Shortcuts

Training Tricks

Lightning implements various tricks to help during training

Accumulate gradients

Accumulated gradients runs K small batches of size N before doing a backwards pass. The effect is a large effective batch size of size KxN.

See also

Trainer

# DEFAULT (ie: no accumulated grads)
trainer = Trainer(accumulate_grad_batches=1)

Gradient Clipping

Gradient clipping may be enabled to avoid exploding gradients. Specifically, this will clip the gradient norm computed over all model parameters together.

See also

Trainer

# DEFAULT (ie: don't clip)
trainer = Trainer(gradient_clip_val=0)

# clip gradients with norm above 0.5
trainer = Trainer(gradient_clip_val=0.5)

Auto scaling of batch size

Auto scaling of batch size may be enabled to find the largest batch size that fits into memory. Larger batch size often yields better estimates of gradients, but may also result in longer training time.

See also

Trainer

# DEFAULT (ie: don't scale batch size automatically)
trainer = Trainer(auto_scale_batch_size=None)

# Autoscale batch size
trainer = Trainer(auto_scale_batch_size=None|'power'|'binsearch')

Currently, this feature supports two modes ‘power’ scaling and ‘binsearch’ scaling. In ‘power’ scaling, starting from a batch size of 1 keeps doubling the batch size until an out-of-memory (OOM) error is encountered. Setting the argument to ‘binsearch’ continues to finetune the batch size by performing a binary search.

Note

This feature expects that a batch_size field in the hparams of your model, i.e., model.hparams.batch_size should exist and will be overridden by the results of this algorithm.
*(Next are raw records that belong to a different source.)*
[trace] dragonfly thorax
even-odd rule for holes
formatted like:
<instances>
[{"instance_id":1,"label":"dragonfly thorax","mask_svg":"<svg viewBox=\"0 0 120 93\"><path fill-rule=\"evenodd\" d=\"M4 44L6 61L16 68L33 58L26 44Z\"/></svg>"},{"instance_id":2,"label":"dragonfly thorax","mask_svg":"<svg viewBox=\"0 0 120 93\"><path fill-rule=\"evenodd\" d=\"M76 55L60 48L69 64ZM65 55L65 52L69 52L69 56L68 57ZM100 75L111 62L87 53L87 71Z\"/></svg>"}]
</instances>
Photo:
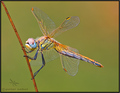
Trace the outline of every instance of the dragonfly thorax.
<instances>
[{"instance_id":1,"label":"dragonfly thorax","mask_svg":"<svg viewBox=\"0 0 120 93\"><path fill-rule=\"evenodd\" d=\"M54 48L55 40L50 37L42 36L36 40L36 42L38 42L38 41L40 41L39 46L40 46L41 50L49 50L49 49Z\"/></svg>"},{"instance_id":2,"label":"dragonfly thorax","mask_svg":"<svg viewBox=\"0 0 120 93\"><path fill-rule=\"evenodd\" d=\"M27 41L26 41L26 44L25 46L30 49L30 50L34 50L37 48L37 44L35 42L35 40L33 38L29 38Z\"/></svg>"}]
</instances>

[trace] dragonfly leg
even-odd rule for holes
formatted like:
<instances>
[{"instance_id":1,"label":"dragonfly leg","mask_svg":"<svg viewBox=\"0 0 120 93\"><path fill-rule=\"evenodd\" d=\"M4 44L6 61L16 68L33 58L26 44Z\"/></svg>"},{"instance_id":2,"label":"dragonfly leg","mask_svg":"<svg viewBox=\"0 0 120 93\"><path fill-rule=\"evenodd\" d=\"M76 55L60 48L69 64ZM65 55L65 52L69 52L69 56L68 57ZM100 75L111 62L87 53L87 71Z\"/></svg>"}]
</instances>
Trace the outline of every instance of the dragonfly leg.
<instances>
[{"instance_id":1,"label":"dragonfly leg","mask_svg":"<svg viewBox=\"0 0 120 93\"><path fill-rule=\"evenodd\" d=\"M41 51L41 56L42 56L42 66L40 67L40 69L38 69L35 73L34 73L34 77L38 74L38 72L45 66L45 59L44 59L44 56L43 56L43 53ZM33 77L33 78L34 78Z\"/></svg>"},{"instance_id":2,"label":"dragonfly leg","mask_svg":"<svg viewBox=\"0 0 120 93\"><path fill-rule=\"evenodd\" d=\"M38 49L37 49L37 52L35 53L35 56L34 56L33 58L30 57L30 56L27 56L27 55L24 55L24 57L28 57L28 58L31 59L31 60L36 60L36 59L37 59L38 52L39 52L39 49L40 49L39 43L40 43L40 41L38 41Z\"/></svg>"}]
</instances>

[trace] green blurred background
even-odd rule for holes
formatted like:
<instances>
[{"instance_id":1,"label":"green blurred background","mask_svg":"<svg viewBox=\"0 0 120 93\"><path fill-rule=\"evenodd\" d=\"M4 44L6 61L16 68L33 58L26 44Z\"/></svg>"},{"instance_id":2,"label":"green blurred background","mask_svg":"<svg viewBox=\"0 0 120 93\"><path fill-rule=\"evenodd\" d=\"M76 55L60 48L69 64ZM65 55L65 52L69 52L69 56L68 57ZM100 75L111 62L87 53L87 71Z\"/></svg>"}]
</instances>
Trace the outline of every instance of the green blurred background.
<instances>
[{"instance_id":1,"label":"green blurred background","mask_svg":"<svg viewBox=\"0 0 120 93\"><path fill-rule=\"evenodd\" d=\"M4 1L23 44L42 33L31 13L44 11L58 27L68 16L78 16L80 24L55 39L79 50L104 68L80 61L76 76L68 75L60 59L48 62L35 77L39 92L118 92L118 1ZM1 4L1 91L34 92L33 81L23 51ZM34 72L35 70L33 70ZM16 86L12 81L18 83Z\"/></svg>"}]
</instances>

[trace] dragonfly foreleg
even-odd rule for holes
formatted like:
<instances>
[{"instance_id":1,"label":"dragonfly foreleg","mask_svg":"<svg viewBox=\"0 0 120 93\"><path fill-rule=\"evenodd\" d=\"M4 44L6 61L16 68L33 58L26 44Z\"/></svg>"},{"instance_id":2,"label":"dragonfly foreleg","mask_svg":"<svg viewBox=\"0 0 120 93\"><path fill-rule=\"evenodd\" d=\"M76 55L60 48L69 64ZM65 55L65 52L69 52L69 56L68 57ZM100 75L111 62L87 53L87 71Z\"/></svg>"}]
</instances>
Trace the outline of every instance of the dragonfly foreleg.
<instances>
[{"instance_id":1,"label":"dragonfly foreleg","mask_svg":"<svg viewBox=\"0 0 120 93\"><path fill-rule=\"evenodd\" d=\"M41 51L41 56L42 56L42 66L40 67L40 69L38 70L38 71L36 71L35 73L34 73L34 77L38 74L38 72L45 66L45 59L44 59L44 56L43 56L43 53L42 53L42 51ZM34 78L33 77L33 78Z\"/></svg>"},{"instance_id":2,"label":"dragonfly foreleg","mask_svg":"<svg viewBox=\"0 0 120 93\"><path fill-rule=\"evenodd\" d=\"M29 59L31 59L31 60L36 60L37 59L37 55L38 55L38 52L39 52L39 50L40 50L40 46L39 46L39 43L40 43L40 41L38 41L38 49L37 49L37 52L35 53L35 56L32 58L32 57L30 57L30 56L27 56L27 55L24 55L24 57L28 57ZM31 52L31 51L29 51L29 52Z\"/></svg>"}]
</instances>

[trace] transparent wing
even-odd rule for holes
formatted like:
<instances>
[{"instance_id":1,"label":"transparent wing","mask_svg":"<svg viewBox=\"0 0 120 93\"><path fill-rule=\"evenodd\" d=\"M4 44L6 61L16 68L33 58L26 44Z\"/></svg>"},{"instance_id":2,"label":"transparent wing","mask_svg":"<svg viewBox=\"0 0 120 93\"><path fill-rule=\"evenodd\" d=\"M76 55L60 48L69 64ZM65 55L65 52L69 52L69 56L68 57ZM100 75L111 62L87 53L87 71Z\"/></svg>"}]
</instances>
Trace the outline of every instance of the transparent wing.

Additionally, your train_dataloader() method should depend on this field for this feature to work i.e.

def train_dataloader(self):
    return DataLoader(train_dataset, batch_size=self.hparams.batch_size)

Warning

Due to these constraints, this features does NOT work when passing dataloaders directly to .fit().
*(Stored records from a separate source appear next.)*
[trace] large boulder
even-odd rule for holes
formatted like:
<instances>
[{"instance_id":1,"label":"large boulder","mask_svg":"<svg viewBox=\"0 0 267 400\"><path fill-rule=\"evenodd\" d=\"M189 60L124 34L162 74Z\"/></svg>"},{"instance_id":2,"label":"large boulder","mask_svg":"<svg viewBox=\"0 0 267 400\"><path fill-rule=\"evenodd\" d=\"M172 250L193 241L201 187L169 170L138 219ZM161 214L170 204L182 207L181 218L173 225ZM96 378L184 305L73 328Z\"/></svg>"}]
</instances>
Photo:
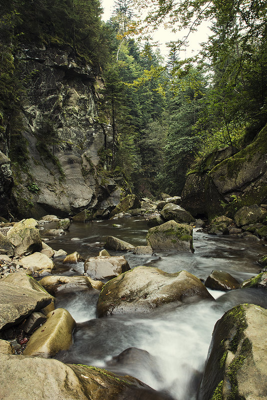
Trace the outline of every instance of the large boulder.
<instances>
[{"instance_id":1,"label":"large boulder","mask_svg":"<svg viewBox=\"0 0 267 400\"><path fill-rule=\"evenodd\" d=\"M184 208L172 203L169 203L164 206L160 212L160 215L165 221L173 220L178 223L186 222L190 224L196 221L194 217Z\"/></svg>"},{"instance_id":2,"label":"large boulder","mask_svg":"<svg viewBox=\"0 0 267 400\"><path fill-rule=\"evenodd\" d=\"M40 251L42 240L38 223L33 218L23 219L15 224L7 232L7 239L14 248L16 256Z\"/></svg>"},{"instance_id":3,"label":"large boulder","mask_svg":"<svg viewBox=\"0 0 267 400\"><path fill-rule=\"evenodd\" d=\"M146 236L147 244L153 250L177 250L194 252L193 228L175 221L151 228Z\"/></svg>"},{"instance_id":4,"label":"large boulder","mask_svg":"<svg viewBox=\"0 0 267 400\"><path fill-rule=\"evenodd\" d=\"M267 289L267 272L261 272L256 276L244 282L242 288L263 288Z\"/></svg>"},{"instance_id":5,"label":"large boulder","mask_svg":"<svg viewBox=\"0 0 267 400\"><path fill-rule=\"evenodd\" d=\"M19 264L25 269L29 269L34 272L42 270L51 271L54 267L53 261L46 254L38 252L23 257L19 260Z\"/></svg>"},{"instance_id":6,"label":"large boulder","mask_svg":"<svg viewBox=\"0 0 267 400\"><path fill-rule=\"evenodd\" d=\"M127 251L134 249L134 246L131 243L115 238L115 236L107 236L104 247L110 250L116 251Z\"/></svg>"},{"instance_id":7,"label":"large boulder","mask_svg":"<svg viewBox=\"0 0 267 400\"><path fill-rule=\"evenodd\" d=\"M110 281L97 303L98 317L147 312L165 303L213 299L200 280L186 271L168 274L152 267L136 267Z\"/></svg>"},{"instance_id":8,"label":"large boulder","mask_svg":"<svg viewBox=\"0 0 267 400\"><path fill-rule=\"evenodd\" d=\"M112 279L130 270L124 256L89 257L84 263L84 272L93 279Z\"/></svg>"},{"instance_id":9,"label":"large boulder","mask_svg":"<svg viewBox=\"0 0 267 400\"><path fill-rule=\"evenodd\" d=\"M239 210L235 214L235 222L238 226L243 226L261 222L267 216L267 211L265 209L253 204Z\"/></svg>"},{"instance_id":10,"label":"large boulder","mask_svg":"<svg viewBox=\"0 0 267 400\"><path fill-rule=\"evenodd\" d=\"M214 328L198 400L266 400L267 310L242 304Z\"/></svg>"},{"instance_id":11,"label":"large boulder","mask_svg":"<svg viewBox=\"0 0 267 400\"><path fill-rule=\"evenodd\" d=\"M13 247L7 236L0 232L0 249L4 251L7 256L13 256Z\"/></svg>"},{"instance_id":12,"label":"large boulder","mask_svg":"<svg viewBox=\"0 0 267 400\"><path fill-rule=\"evenodd\" d=\"M60 350L67 350L72 344L75 322L68 311L58 308L47 315L47 319L34 331L23 354L47 358Z\"/></svg>"},{"instance_id":13,"label":"large boulder","mask_svg":"<svg viewBox=\"0 0 267 400\"><path fill-rule=\"evenodd\" d=\"M5 400L171 400L132 377L56 360L0 353L0 370Z\"/></svg>"},{"instance_id":14,"label":"large boulder","mask_svg":"<svg viewBox=\"0 0 267 400\"><path fill-rule=\"evenodd\" d=\"M12 274L12 275L15 275ZM51 296L42 292L0 281L0 330L18 324L33 311L48 306Z\"/></svg>"},{"instance_id":15,"label":"large boulder","mask_svg":"<svg viewBox=\"0 0 267 400\"><path fill-rule=\"evenodd\" d=\"M48 293L53 295L56 294L58 289L66 287L75 289L77 287L83 286L89 289L92 288L92 285L88 280L88 277L83 275L77 276L47 275L42 278L39 282Z\"/></svg>"},{"instance_id":16,"label":"large boulder","mask_svg":"<svg viewBox=\"0 0 267 400\"><path fill-rule=\"evenodd\" d=\"M238 289L240 284L228 272L214 270L206 280L205 286L215 290L233 290Z\"/></svg>"},{"instance_id":17,"label":"large boulder","mask_svg":"<svg viewBox=\"0 0 267 400\"><path fill-rule=\"evenodd\" d=\"M267 142L267 125L240 151L228 148L210 153L190 172L182 206L211 219L226 209L233 214L243 205L266 203Z\"/></svg>"},{"instance_id":18,"label":"large boulder","mask_svg":"<svg viewBox=\"0 0 267 400\"><path fill-rule=\"evenodd\" d=\"M122 199L114 209L111 211L109 217L114 217L116 214L128 211L128 210L133 210L135 208L141 208L141 203L135 194L128 194L124 199Z\"/></svg>"}]
</instances>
The scaling algorithm has a number of parameters that the user can control by invoking the trainer method .scale_batch_size themself (see description below).

# Use default in trainer construction
trainer = Trainer()

# Invoke method
new_batch_size = trainer.scale_batch_size(model, ...)

# Override old batch size
model.hparams.batch_size = new_batch_size

# Fit as normal
trainer.fit(model)
The algorithm in short works by:
  1. Dumping the current state of the model and trainer

  2. Iteratively until convergence or maximum number of tries max_trials (default 25) has been reached:
    • Call fit() method of trainer. This evaluates steps_per_trial (default 3) number of training steps. Each training step can trigger an OOM error if the tensors (training batch, weights, gradients ect.) allocated during the steps have a too large memory footprint.

    • If an OOM error is encountered, decrease batch size else increase it. How much the batch size is increased/decreased is determined by the choosen stratrgy.

  3. The found batch size is saved to model.hparams.batch_size

  4. Restore the initial state of model and trainer

class pytorch_lightning.trainer.training_tricks.TrainerTrainingTricksMixin[source]

Bases: abc.ABC

abstract fit(*args)[source]

Warning: this is just empty shell for code implemented in other class.

abstract get_model()[source]

Warning: this is just empty shell for code implemented in other class.

abstract restore(*args)[source]

Warning: this is just empty shell for code implemented in other class.

abstract save_checkpoint(*args)[source]

Warning: this is just empty shell for code implemented in other class.

scale_batch_size(model, mode='power', steps_per_trial=3, init_val=2, max_trials=25, batch_arg_name='batch_size')[source]

Will iteratively try to find the largest batch size for a given model that does not give an out of memory (OOM) error.

Parameters
  • model (LightningModule) – Model to fit.

  • mode (str) – string setting the search mode. Either power or binsearch. If mode is power we keep multiplying the batch size by 2, until we get an OOM error. If mode is ‘binsearch’, we will initially also keep multiplying by 2 and after encountering an OOM error do a binary search between the last successful batch size and the batch size that failed.

  • steps_per_trial (int) – number of steps to run with a given batch size. Idealy 1 should be enough to test if a OOM error occurs, however in practise a few are needed

  • init_val (int) – initial batch size to start the search with

  • max_trials (int) – max number of increase in batch size done before algorithm is terminated

Warning

Batch size finder is not supported for DDP yet, it is coming soon.